Que dire sur Aleister Crowley qui n’ait déjà été dit et redit cent fois ? Même s’il est aujourd’hui assez peu connu du grand public, il a été l’un des plus grands occultistes du XXème siècle, a longtemps défrayé la chronique par ses frasques multiples et conserve encore une influence culturelle majeure sur notre époque, notamment par l’intermédiaire des nombreux artistes, musiciens et écrivains qui lui vouent une admiration sans borne.
Nous n’allons pas ici dérouler une biographie précise de ce personnage hors du commun, d’une part parce qu’on peut la trouver facilement dans d’innombrables livres ou sites internet, et d’autres part parce que nous aurons bien souvent l’occasion, au fil de cet ouvrage, de détailler certains épisodes de sa vie tumultueuse. Héros flamboyant pour les uns, monstre de perversion pour les autres, peu d’hommes ont pu à ce point inspirer fascination et répulsion, parfois même simultanément. Mais qui était vraiment Aleister Crowley ?
Ayant souffert dans ses jeunes années d’une éducation religieuse trop stricte à son goût, au sein d’une famille riche mais appartenant à un courant protestant fondamentaliste, il perd son père très tôt et hérite de sa fortune. Edward Alexander, qui deviendra Aleister, peut alors se consacrer à ses penchants naturels : sexe, drogue et occultisme.

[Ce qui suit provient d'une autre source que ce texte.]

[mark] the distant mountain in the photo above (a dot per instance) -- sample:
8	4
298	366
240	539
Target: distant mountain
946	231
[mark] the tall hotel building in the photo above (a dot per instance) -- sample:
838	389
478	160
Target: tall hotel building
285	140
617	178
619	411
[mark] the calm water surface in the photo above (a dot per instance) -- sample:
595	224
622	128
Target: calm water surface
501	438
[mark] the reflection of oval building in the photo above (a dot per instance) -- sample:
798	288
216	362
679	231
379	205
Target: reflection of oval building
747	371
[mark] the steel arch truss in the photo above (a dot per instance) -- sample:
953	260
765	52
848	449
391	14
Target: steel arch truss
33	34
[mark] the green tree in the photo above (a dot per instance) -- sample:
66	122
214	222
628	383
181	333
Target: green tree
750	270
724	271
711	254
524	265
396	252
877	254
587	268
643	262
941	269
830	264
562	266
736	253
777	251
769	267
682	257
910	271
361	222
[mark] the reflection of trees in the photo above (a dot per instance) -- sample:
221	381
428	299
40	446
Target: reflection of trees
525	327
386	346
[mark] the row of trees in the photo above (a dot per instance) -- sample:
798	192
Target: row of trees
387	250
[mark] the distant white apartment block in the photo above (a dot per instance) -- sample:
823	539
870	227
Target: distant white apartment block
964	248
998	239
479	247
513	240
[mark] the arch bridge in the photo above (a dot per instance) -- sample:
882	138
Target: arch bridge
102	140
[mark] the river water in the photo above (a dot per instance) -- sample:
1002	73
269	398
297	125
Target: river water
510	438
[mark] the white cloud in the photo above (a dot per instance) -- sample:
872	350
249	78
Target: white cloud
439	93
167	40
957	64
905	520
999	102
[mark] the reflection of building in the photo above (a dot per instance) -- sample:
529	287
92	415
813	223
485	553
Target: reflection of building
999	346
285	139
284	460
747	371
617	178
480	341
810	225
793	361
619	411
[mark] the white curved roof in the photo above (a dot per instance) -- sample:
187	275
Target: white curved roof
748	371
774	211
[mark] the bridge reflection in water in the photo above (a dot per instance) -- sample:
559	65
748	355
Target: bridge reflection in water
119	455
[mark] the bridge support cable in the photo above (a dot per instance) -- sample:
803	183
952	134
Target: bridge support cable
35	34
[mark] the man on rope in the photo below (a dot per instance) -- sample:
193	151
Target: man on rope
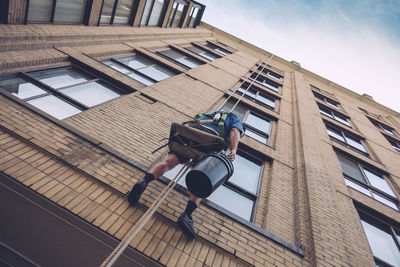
219	123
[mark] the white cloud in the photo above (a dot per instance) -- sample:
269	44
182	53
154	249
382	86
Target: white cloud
336	46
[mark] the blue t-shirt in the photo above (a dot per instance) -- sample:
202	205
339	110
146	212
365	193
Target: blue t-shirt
231	121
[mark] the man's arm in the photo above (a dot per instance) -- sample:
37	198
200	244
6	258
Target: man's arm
234	137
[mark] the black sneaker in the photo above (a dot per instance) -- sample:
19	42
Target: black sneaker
186	224
136	192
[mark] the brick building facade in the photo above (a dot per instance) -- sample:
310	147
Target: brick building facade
83	107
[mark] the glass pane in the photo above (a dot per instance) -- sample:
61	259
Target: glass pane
325	112
135	62
256	136
90	94
357	187
21	88
246	174
40	10
70	11
140	78
157	73
146	12
117	66
335	134
355	143
232	201
188	62
379	182
156	13
54	106
106	12
350	168
258	123
123	12
382	244
341	120
58	78
251	93
385	201
266	100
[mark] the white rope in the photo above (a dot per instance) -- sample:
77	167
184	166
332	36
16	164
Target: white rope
135	229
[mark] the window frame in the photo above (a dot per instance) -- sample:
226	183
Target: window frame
155	63
114	10
184	55
368	185
56	92
85	15
276	87
173	12
334	115
374	219
258	92
160	19
345	143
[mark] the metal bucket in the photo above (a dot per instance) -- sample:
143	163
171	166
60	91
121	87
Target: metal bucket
208	174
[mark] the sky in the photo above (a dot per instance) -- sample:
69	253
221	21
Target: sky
354	43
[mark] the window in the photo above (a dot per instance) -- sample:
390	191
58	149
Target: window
176	17
239	194
139	68
61	92
218	49
346	139
205	54
334	115
56	11
153	12
264	81
383	239
270	73
257	127
383	127
117	11
180	58
327	101
367	181
257	96
194	16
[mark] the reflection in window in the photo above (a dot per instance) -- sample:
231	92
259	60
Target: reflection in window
202	53
382	239
63	12
367	181
194	16
152	13
334	115
60	92
257	127
176	15
117	11
180	58
140	68
218	49
348	140
264	82
238	195
257	96
328	101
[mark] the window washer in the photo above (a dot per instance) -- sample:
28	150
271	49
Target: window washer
219	123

Il fait ses premiers pas ésotériques dans la Golden Dawn, où il entre en conflit avec Yeats d’abord, avec Mathers ensuite. Il s’enferme dans son manoir de Boleskine pour mettre en pratique le traité d’Abramelin le Mage, un rituel réputé très dangereux.
Il quitte alors la Golden Dawn pour parcourir le monde, à la recherche d’enseignements ésotériques auprès d’initiés hindous, bouddhistes, soufis ou taoïstes. Il apprend le Yoga et le tantrisme. En 1904, au Caire, c’est la rencontre avec l’entité Aïfass dont nous reparlerons plus loin, et l’écriture du Liber Legis qui résumera sa doctrine. Il crée ensuite sa propre loge, l’Astrum Argentinum, qu’il rêve comme le poste de pilotage d’autres organisations comme la Golden Dawn, entre autres. Il est admis dans l’O.T.O. dont il deviendra le maître en 1923. Il fonde aussi l’Abbaye Thelema à Cefalu, en Sicile, qui se distinguera par des rituels particulièrement violents. Deux personnes trouveront la mort en ces lieux, dans des circonstances douteuses : sa propre fille âgée de 5 ans, et un certain Raoul Loveday, dont l’épouse était la maîtresse du gourou. Voilà pour la partie occultiste.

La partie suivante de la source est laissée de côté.